There has been a flood of enquiries regarding cheap alternatives to our range of Alcolizer equipment. Unfortunately many companies have started installing some cheap imitation testers – these are based on semi-conductor fuel cell technology which has been banned in France and many Australian states.
The vast majority of the personal breathalyzers sold in pharmacies, mass market retailers and through the internet use “semiconductor technology” for sensing and measuring the breath alcohol content (BAC). Semiconductor devices are inappropriate for those interested in BAC measurement. This article explains why semiconductor breathalyzers should not be trusted for accurate and reliable BAC measurement.
What is semiconductor breathalyzer technology?
In semiconductor breath testers the alcohol sensor is formed from an inexpensive bead of tin metal oxide which must be heated to around 300 °C in order to function. A voltage is applied to produce a current across the sensor. When alcohol and other airborne substances contact the sensor, the resistance changes and so too the electrical current. The change in current is used to measure the breath alcohol content (BAC).
How selective are semiconductor alcohol sensors?
The answer is, not very. The tin oxide sensor cannot distinguish between alcohol and other airborne substances such as gasoline vapor, cigarette smoke, hairspray, breath acetone and a wide variety of other airborne substances. These other substances alone or mixed with breath alcohol will also trigger the sensor easily causing what’s called “false positives.” In other words, the device will sense alcohol even when none is present.
Semiconductor breathalyzers are short lived.
The more you use a semiconductor breathalyzer the shorter its lifespan and the more inaccurate it becomes. Semiconductor sensors rarely last longer than a year because the sensor is easily contaminated by airborne contaminants such as cigarette smoke. Additionally, sensor saturation with alcohol can rapidly destabilize the semiconductor device and throw-off the results.
Semiconductor Accuracy and Precision
Semiconductor technology is inherently inaccurate. At best these breathalyzers can detect the presence of alcohol but they can cannot provide accurate BAC measurement. They will read high, low or correctly and you’ll never know which. If you are close to the legal driving limit of.08BAC, it is quite easy to get readings that vary from.04 BAC to.12 BAC and everywhere in between. The possible marging of error is so wide as to render these devices useless and possibly dangerous if relied upon.
How can I Identify a Semiconductor Breathalyzer?
You can be pretty confident that any personal breathalyzer sold for under $150.00 is a semiconductor device. Most of these products do not identify the technology on the packaging but usually find reference “Semiconductor” in the product specifications.

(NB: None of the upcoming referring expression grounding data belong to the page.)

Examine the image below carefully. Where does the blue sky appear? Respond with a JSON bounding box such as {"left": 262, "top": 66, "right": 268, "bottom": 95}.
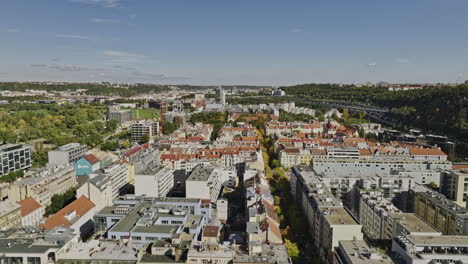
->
{"left": 1, "top": 0, "right": 468, "bottom": 85}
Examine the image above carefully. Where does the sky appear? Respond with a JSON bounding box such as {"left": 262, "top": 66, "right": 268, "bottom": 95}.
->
{"left": 1, "top": 0, "right": 468, "bottom": 85}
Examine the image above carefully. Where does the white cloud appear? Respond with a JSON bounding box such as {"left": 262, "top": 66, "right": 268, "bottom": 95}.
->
{"left": 90, "top": 18, "right": 120, "bottom": 23}
{"left": 396, "top": 58, "right": 409, "bottom": 64}
{"left": 103, "top": 50, "right": 146, "bottom": 63}
{"left": 5, "top": 28, "right": 20, "bottom": 33}
{"left": 70, "top": 0, "right": 121, "bottom": 8}
{"left": 30, "top": 63, "right": 103, "bottom": 72}
{"left": 367, "top": 62, "right": 377, "bottom": 67}
{"left": 291, "top": 28, "right": 304, "bottom": 33}
{"left": 56, "top": 34, "right": 90, "bottom": 40}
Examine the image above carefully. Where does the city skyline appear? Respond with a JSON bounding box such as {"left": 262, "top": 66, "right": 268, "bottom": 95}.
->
{"left": 1, "top": 0, "right": 468, "bottom": 85}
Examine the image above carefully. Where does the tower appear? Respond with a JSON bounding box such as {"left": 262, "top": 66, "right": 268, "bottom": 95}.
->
{"left": 219, "top": 85, "right": 226, "bottom": 105}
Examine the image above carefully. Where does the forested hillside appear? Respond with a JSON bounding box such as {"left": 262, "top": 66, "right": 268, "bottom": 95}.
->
{"left": 282, "top": 84, "right": 468, "bottom": 140}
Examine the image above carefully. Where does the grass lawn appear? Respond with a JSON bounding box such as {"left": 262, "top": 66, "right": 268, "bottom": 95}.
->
{"left": 131, "top": 109, "right": 160, "bottom": 120}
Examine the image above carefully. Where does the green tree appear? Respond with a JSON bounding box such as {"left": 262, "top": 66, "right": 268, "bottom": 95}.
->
{"left": 45, "top": 188, "right": 77, "bottom": 216}
{"left": 141, "top": 133, "right": 150, "bottom": 143}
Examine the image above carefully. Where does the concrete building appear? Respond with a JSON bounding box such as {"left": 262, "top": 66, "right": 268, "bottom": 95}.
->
{"left": 131, "top": 120, "right": 160, "bottom": 143}
{"left": 392, "top": 235, "right": 468, "bottom": 264}
{"left": 135, "top": 165, "right": 174, "bottom": 198}
{"left": 8, "top": 165, "right": 78, "bottom": 206}
{"left": 48, "top": 143, "right": 87, "bottom": 166}
{"left": 357, "top": 190, "right": 440, "bottom": 240}
{"left": 17, "top": 197, "right": 43, "bottom": 227}
{"left": 78, "top": 162, "right": 130, "bottom": 210}
{"left": 0, "top": 200, "right": 21, "bottom": 231}
{"left": 0, "top": 144, "right": 32, "bottom": 176}
{"left": 186, "top": 165, "right": 223, "bottom": 203}
{"left": 108, "top": 106, "right": 132, "bottom": 123}
{"left": 0, "top": 227, "right": 78, "bottom": 264}
{"left": 441, "top": 169, "right": 468, "bottom": 207}
{"left": 410, "top": 185, "right": 468, "bottom": 235}
{"left": 335, "top": 240, "right": 393, "bottom": 264}
{"left": 56, "top": 240, "right": 147, "bottom": 264}
{"left": 76, "top": 174, "right": 113, "bottom": 212}
{"left": 358, "top": 190, "right": 401, "bottom": 239}
{"left": 290, "top": 166, "right": 363, "bottom": 264}
{"left": 94, "top": 199, "right": 207, "bottom": 243}
{"left": 312, "top": 157, "right": 450, "bottom": 185}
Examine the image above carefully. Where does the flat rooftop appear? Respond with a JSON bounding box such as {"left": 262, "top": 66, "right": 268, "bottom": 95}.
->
{"left": 320, "top": 206, "right": 359, "bottom": 225}
{"left": 408, "top": 235, "right": 468, "bottom": 247}
{"left": 57, "top": 143, "right": 83, "bottom": 151}
{"left": 0, "top": 200, "right": 20, "bottom": 217}
{"left": 338, "top": 240, "right": 393, "bottom": 264}
{"left": 58, "top": 240, "right": 145, "bottom": 261}
{"left": 0, "top": 144, "right": 28, "bottom": 152}
{"left": 109, "top": 202, "right": 150, "bottom": 233}
{"left": 187, "top": 165, "right": 214, "bottom": 182}
{"left": 389, "top": 213, "right": 440, "bottom": 234}
{"left": 132, "top": 224, "right": 179, "bottom": 234}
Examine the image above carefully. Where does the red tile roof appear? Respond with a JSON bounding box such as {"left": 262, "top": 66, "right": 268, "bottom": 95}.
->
{"left": 17, "top": 197, "right": 41, "bottom": 217}
{"left": 359, "top": 149, "right": 372, "bottom": 156}
{"left": 409, "top": 148, "right": 447, "bottom": 156}
{"left": 38, "top": 196, "right": 95, "bottom": 230}
{"left": 202, "top": 226, "right": 219, "bottom": 238}
{"left": 453, "top": 164, "right": 468, "bottom": 170}
{"left": 83, "top": 154, "right": 100, "bottom": 165}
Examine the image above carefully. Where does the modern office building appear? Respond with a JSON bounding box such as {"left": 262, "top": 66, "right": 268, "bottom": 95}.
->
{"left": 48, "top": 143, "right": 87, "bottom": 166}
{"left": 107, "top": 106, "right": 132, "bottom": 123}
{"left": 0, "top": 144, "right": 32, "bottom": 176}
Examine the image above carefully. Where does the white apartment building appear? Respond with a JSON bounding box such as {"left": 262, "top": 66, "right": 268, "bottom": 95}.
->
{"left": 0, "top": 144, "right": 32, "bottom": 175}
{"left": 290, "top": 166, "right": 363, "bottom": 264}
{"left": 90, "top": 162, "right": 129, "bottom": 199}
{"left": 392, "top": 235, "right": 468, "bottom": 264}
{"left": 8, "top": 165, "right": 78, "bottom": 206}
{"left": 312, "top": 157, "right": 450, "bottom": 183}
{"left": 135, "top": 165, "right": 174, "bottom": 198}
{"left": 186, "top": 165, "right": 223, "bottom": 203}
{"left": 48, "top": 143, "right": 87, "bottom": 166}
{"left": 131, "top": 120, "right": 160, "bottom": 142}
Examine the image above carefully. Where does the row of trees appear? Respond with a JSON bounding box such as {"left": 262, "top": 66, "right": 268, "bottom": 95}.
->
{"left": 0, "top": 82, "right": 166, "bottom": 97}
{"left": 257, "top": 127, "right": 312, "bottom": 263}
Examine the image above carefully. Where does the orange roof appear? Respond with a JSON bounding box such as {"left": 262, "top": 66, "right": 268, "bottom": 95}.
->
{"left": 409, "top": 148, "right": 447, "bottom": 156}
{"left": 83, "top": 154, "right": 100, "bottom": 165}
{"left": 453, "top": 164, "right": 468, "bottom": 170}
{"left": 311, "top": 149, "right": 326, "bottom": 155}
{"left": 359, "top": 149, "right": 372, "bottom": 156}
{"left": 202, "top": 226, "right": 219, "bottom": 238}
{"left": 38, "top": 196, "right": 95, "bottom": 230}
{"left": 17, "top": 197, "right": 41, "bottom": 217}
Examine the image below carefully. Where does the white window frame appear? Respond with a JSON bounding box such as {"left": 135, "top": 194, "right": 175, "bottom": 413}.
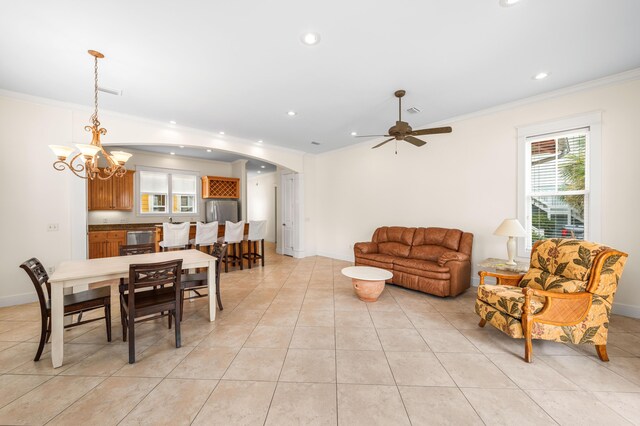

Are all Breathalyzers to be Avoided?
Professional handheld breathalyzers, such as those used by Law Enforcement do not use semiconductor technology. Professional breath alcohol instruments use “fuel cell technology.” Developed and refined over many years, this technology is more precise, accurate and reliable. Recently, law enforcement manufacturer’s have introduced personal testers that use fuel cell technology. Below are some important facts regarding semi-conductor technology which should be taken heed of
Why has Nothing Been Done to Remove Semiconductor Alcohol Testers from the Market?
Virtually all semi-conductor breath testers are imported from China, Taiwan or Korea. Many are not approved by the appropriate regulatory authorities before being sold. Those approved are passed as alcohol screeners, meaning they can detect the presence of alcohol but this does not ensure accuracy. No semiconductor alcohol tester has ever been approved for evidential use (to stand-up in a court of law) by any State Law Enforcement Agency or by the U.S. Department of Transportation. The manufacturers are far removed from the hazards of these units, the distributors cover themselves with fine print and the retailers have not stepped up. Buyer beware.